Voici les étapes générales importantes à suivre pour rédiger une charte de bonne conduite pour colocation :

  1. Déterminez les objectifs de la charte : définissez les attentes et les objectifs pour la vie en colocation, en prenant en compte les besoins et les opinions de tous les colocataires.
  2. Décidez des sujets à inclure : réfléchissez aux problèmes fréquents ou aux zones de conflit potentiels dans les colocations et décidez des sujets à inclure dans la charte.
  3. Écrivez le texte de la charte : rédigez le texte de la charte en utilisant un langage clair et concis. Assurez vous d’inclure des règles spécifiques, des conséquences pour les infractions et des moyens de résolution des conflits.
  4. Discutez et ajustez la charte : discutez la charte avec tous les colocataires et apportez les modifications nécessaires jusqu’à ce que tout le monde soit d’accord.
  5. Faites signer la charte : une fois la charte finalisée, faites-la signer par tous les colocataires pour montrer leur engagement à suivre les règles énoncées.
  6. Imprimer la charte et affichez la dans le logement à la vue de tous. C’est un bon moyen de rappeler les règles de manière simple et discrète.

Il est important de tenir compte des opinions et des besoins de tous les colocataires dans la rédaction de la charte pour garantir sa viabilité et son acceptation par tous.

Comment régler des conflits dans une colocation ?
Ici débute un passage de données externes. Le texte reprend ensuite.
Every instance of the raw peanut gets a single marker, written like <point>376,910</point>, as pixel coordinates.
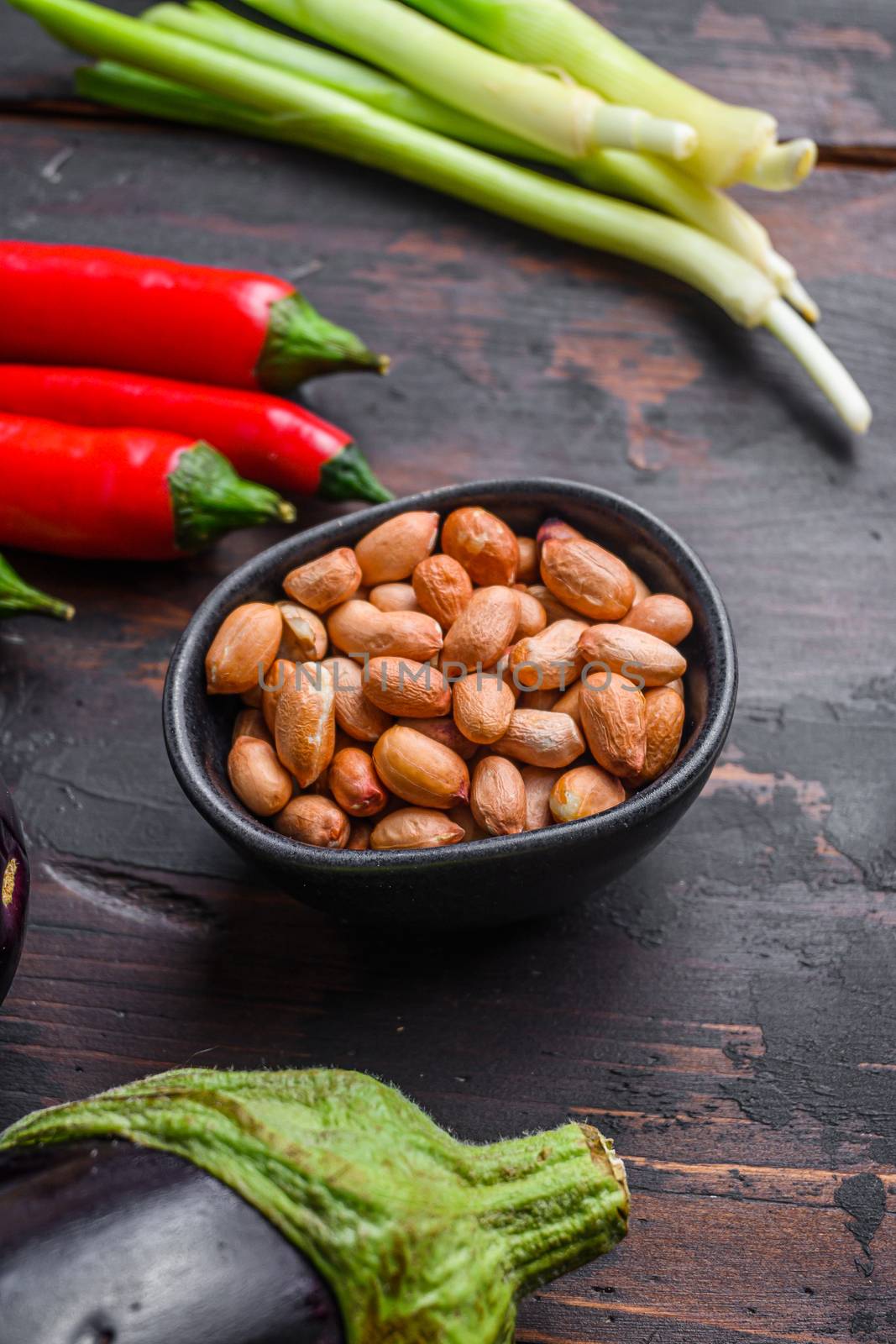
<point>532,616</point>
<point>569,703</point>
<point>392,549</point>
<point>587,578</point>
<point>527,570</point>
<point>497,797</point>
<point>504,669</point>
<point>394,597</point>
<point>304,633</point>
<point>542,737</point>
<point>246,640</point>
<point>464,817</point>
<point>421,770</point>
<point>661,615</point>
<point>250,723</point>
<point>484,628</point>
<point>548,660</point>
<point>354,711</point>
<point>445,732</point>
<point>305,725</point>
<point>553,611</point>
<point>324,582</point>
<point>555,530</point>
<point>537,784</point>
<point>634,654</point>
<point>443,588</point>
<point>315,820</point>
<point>483,707</point>
<point>665,716</point>
<point>641,589</point>
<point>358,628</point>
<point>359,835</point>
<point>409,689</point>
<point>257,776</point>
<point>355,784</point>
<point>278,674</point>
<point>614,723</point>
<point>483,543</point>
<point>416,828</point>
<point>584,792</point>
<point>537,699</point>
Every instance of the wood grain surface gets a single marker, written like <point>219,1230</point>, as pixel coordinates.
<point>727,1012</point>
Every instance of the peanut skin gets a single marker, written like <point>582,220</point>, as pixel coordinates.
<point>327,581</point>
<point>305,723</point>
<point>258,780</point>
<point>419,770</point>
<point>355,784</point>
<point>483,544</point>
<point>416,828</point>
<point>396,548</point>
<point>587,578</point>
<point>246,642</point>
<point>497,797</point>
<point>584,792</point>
<point>315,820</point>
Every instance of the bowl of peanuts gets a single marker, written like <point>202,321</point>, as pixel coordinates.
<point>466,707</point>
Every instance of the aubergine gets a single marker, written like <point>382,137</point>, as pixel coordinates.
<point>312,1207</point>
<point>109,1241</point>
<point>13,890</point>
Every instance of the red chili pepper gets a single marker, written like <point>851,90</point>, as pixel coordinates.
<point>129,494</point>
<point>265,437</point>
<point>93,306</point>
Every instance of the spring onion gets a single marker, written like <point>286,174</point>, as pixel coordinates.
<point>642,178</point>
<point>553,113</point>
<point>735,144</point>
<point>322,118</point>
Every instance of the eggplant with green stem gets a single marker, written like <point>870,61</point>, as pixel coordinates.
<point>324,118</point>
<point>735,144</point>
<point>396,1230</point>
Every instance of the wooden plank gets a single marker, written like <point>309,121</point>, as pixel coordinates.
<point>725,1011</point>
<point>820,71</point>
Avec ou sans charte de bonne conduite, il arrive que des conflits éclatent dans une colocation. A ce moment-là, que faire ? Comment désamorcer le problèmes et trouver les meilleures solutions ?

Il existe plusieurs moyens de régler les conflits dans une colocation :

  1. Discutez ouvertement et calmement des problèmes avec les autres colocataires. Écoutez les points de vue de chacun et essayez de trouver une solution qui convient à tous. Pour ce faire, vous devez vous réunir physiquement et échanger de manière cordiale. N’hésitez pas à structurer la prise de parole et les argumentions pour que la discussion ne tourne pas en ronde. Vous pouvez utiliser le plan suivant par exemple :
    • Constat : « Kévin laisse traîner ses chaussettes sales dans les espaces communs de la colocation« .
    • Problèmes : « Cela dérange les autres colocataires car ça sent mauvais et ça met le logement en bazar ».
    • Solutions : « Demandons à Kévin de bien vouloir laisser ses sous-vêtements sales dans sa chambre pour ne pas importuner les autres et laisser le logement rangé ».
  2. Si vous n’arrivez pas à vous mettre d’accord, demandez l’aide d’un tiers neutre, comme un ami ou un conseiller, pour faciliter la communication et la résolution de conflits.
  3. Faites preuve de flexibilité et de compromis pour trouver une solution qui convient à tous.
  4. Il est important de respecter les attentes et les limites des autres colocataires, et de travailler ensemble pour maintenir une bonne convivialité.
  5. Si les conflits persistent et ne peuvent être résolus de manière pacifique, il peut être nécessaire de chercher une autre colocation ou de mettre fin à la colocation existante de la personne qui pose problème.